My brother-in-law is a serious and respected genealogist. His current 'problem' is to convince an American relative that they have embarked up the wrong pathway and got someone else's ancestors on their family tree. This has arisen because of lack of local knowledge of family movements, behaviors, and naming conventions.

keiko amano said...


Yes, I’m finding out a lot such as the tendencies and behaviors of the people behind the facts. I think there were tremendous competition behind filial piety, honor, and success. My mother used to say often, “House used to be the most important concept.” Now I understand her words better. I think she insinuated that many people went out of their way to elevate their honor to their own house, and the out-of-way was sometimes against human decency.

Although our cultures are far apart, I feel sympathy to your mention: “lack of local knowledge of family movements, behaviors, and naming conventions.” In our situation also, I bet many Japanese themselves don’t understand the past family movements, behaviors and naming conventions because when I think about our past history, it’s like a foreign country.

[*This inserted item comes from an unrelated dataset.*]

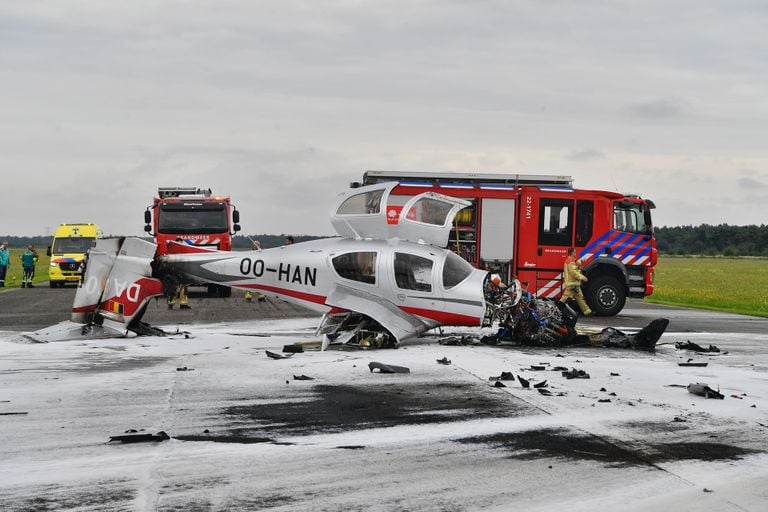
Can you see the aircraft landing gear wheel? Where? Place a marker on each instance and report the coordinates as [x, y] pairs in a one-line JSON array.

I’m curious about your brother-in-law’s work. His perspectives must be educational.

ZACL said...

My brother-in-law does give talks on genealogy and used to be the chairman of a local group. He now lets someone else run the group and he supports it with talks advice and committee work. A wife of a local pharmacist is a professional genealogist and she is also involved with the local interest in genealogy.

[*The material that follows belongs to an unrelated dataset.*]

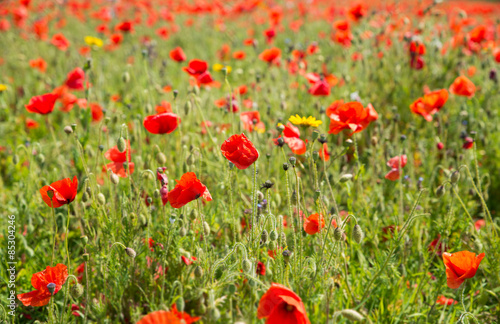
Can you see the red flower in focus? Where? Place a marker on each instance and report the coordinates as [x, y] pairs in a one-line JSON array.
[[446, 301], [163, 123], [261, 269], [43, 104], [63, 192], [51, 275], [75, 79], [239, 150], [460, 266], [430, 103], [271, 55], [118, 160], [394, 164], [311, 223], [59, 41], [463, 87], [351, 116], [281, 305], [177, 54], [188, 189]]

B-in-Law has researched direct and indirect lines of my husband's family and more recently has looked at other branches of his own family history. Like you, he has found some interesting facts and well known historical figures along the way.

I think B-in-Law wanted to look at my family tree. The UK bit was probably straightforward on one side, because there would not be a lot to find, but, but elsewhere would have been very difficult to proceed. It was quite awkward for me to get some information because of the manner in which records were secreted by the State. On the other side, there are enormous complexities and complications. I have not heard anymore about it.

A cousin on the complex side of my family did a lot of genealogical work with the help of others, but he did not reference the evidence at all well. It therefore becomes anecdotal reference rather than good research. However, it is known that some of the details are probably good. The book that was produced, (in a rush) does put a lot of obscure detail in one place for someone more rigorous to check out, one day.

ZACL said...

To explain, the mention of The State, does not refer to the U.K. it is elsewhere.

keiko amano said...


There must be a lot to learn to do proper research and follow genealogy. I don't know if I'm doing it right. I've been just following one keyword after another since my aunt has given me more names and details.

In your case, it sounds very complicated. To describe the complication must be a challenge. Most Japanese didn't move around much, so probably, it's easier for us to follow our family trees. Also, we benefit from our record keeping tendency. But more information I find, I bet it will get more complicated. So, when to stop is a question.

ZACL said...

Hello Keiko,

The issue may not be when to stop, but one of keeping a focus; do not rush off down too many branches. Note them for future interest, while keeping on track with the line you began with. That alone will give you a room with empty walls to fill with family revelations. Notes are usually made separately and linked to an individual.

Currently, both hubby and Bro-in-Law are enmeshed in different researches, which they live with in their heads. When I hear them talking about what they are doing it sounds as if it is an obsessional activity. It certainly fires them up.